Dès qu'il apprit l'arrivée du renfort, il quitta la rive gauche du canal de Yousef où il avait campé, pour se porter sur les bords du Nil.

Le 17 décembre, nous marchons sur Fechn où étaient les postes avancés des mameluks. Leur corps d'armée est, dit-on, à Saste-el-Sayené.

Nous y courons. Il n'a fait que passer et gagne Syout par la rive gauche du canal de Yousef. Nous marchons sur Syout. Mourad se rabat sur Girgèh (l'antique Abydos). Il n'y est déjà plus quand nous y arrivons. Veut-il éviter la bataille ou nous attirer dans un piége?
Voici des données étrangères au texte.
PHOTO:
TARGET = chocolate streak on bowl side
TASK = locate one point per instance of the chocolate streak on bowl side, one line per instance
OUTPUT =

L'espoir de l'atteindre nous avait donné des ailes. Soixante-quinze lieues en treize jours et dans le sable, c'était gentil! On fit halte à Girgèh pour attendre la flottille partie de Beny-Soueyf en même temps que nous. Elle portait les vivres, les munitions et le matériel de campagne.

La baisse des eaux du Nil lui rendait la navigation lente et difficile. Desaix, inquiet de ne pas la voir arriver et craignant qu'elle ne fût arrêtée en route par les Arabes et la population soulevée, envoya le 1er janvier 1799 le général Davoust avec une partie de la cavalerie. J'espérais prendre un peu de repos, visiter avec Morin les ruines de l'antique Abydos, m'enquérir de Djémilé. Point! Il me fallut prendre le commandement de mes escadrons et donner la chasse aux Arabes et aux fellahs. Il y eut un engagement sérieux à Tabtha contre 2,000 Arabes et 5 à 6,000 bandits à pied. Selon leur habitude, les Bédouins prirent la fuite et abandonnèrent leurs compagnons qui furent hachés. Nous trouvâmes la flotille à la hauteur de Syout, et nous revînmes avec elle le 19 janvier à Girgèh.

Mourad, qui ne savait pas la cause de l'arrêt forcé de l'armée à Girgèh pendant une vingtaine de jours, crut probablement qu'elle se trouvait dans une position difficile puisqu'elle ne le poursuivait plus. Il se détermina à nous attaquer. Le 22 janvier, Desaix donne l'ordre de marcher à l'ennemi. Le 23 nous rencontrons l'armée mameluke auprès du village de Samanhoud.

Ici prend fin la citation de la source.